Thursday, April 7, 2011

Physical vs. Mental

What is addiction?

A classic definition could be that an addiction is when an individual physically needs a substance, or they suffer withdrawal symptoms. This definition can be expanded to differentiate people that are abusing a drug with people that addicted to a drug by requiring an "addiction" to also result in extremely negative life consequences. The expanded definition partially shows the physical/mental dichotomy present in thinking about addiction. If addiction is a physical disease, withdrawal represents its symptoms. However, if addiction is a mental disease its symptoms are that it causes negative life consequences. I would suggest that addiction is both.

We've discussed a number of times in this class how the online world can have a physical effect upon people. In the example of LambdaMOO the online assault of individuals in a chat environment mostly just led to hurt feelings.
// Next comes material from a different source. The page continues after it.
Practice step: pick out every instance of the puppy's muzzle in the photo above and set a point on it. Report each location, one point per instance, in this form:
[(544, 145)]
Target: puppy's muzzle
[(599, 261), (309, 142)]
However, in other contexts cyberbullying has led to suicide, and it has almost certainly led to depression in a number of cases. Positing a defining line between a purely online "mental" experience and a "physical" experience is a stretch.

In addition to the possibility of these negative interactions, the internet gives us the opportunity for many positive or pleasurable interactions. Just to name two examples, people can find community interaction, and people can find games that offer incentivizing achievements (think Farmville). Both of these can have a physical effect on an individual even though they exist in a cyber realm.

By this standard, I think that internet addiction can exist because any mental action has some physical reaction even if the withdrawal symptoms are not as physiological as a drug addiction.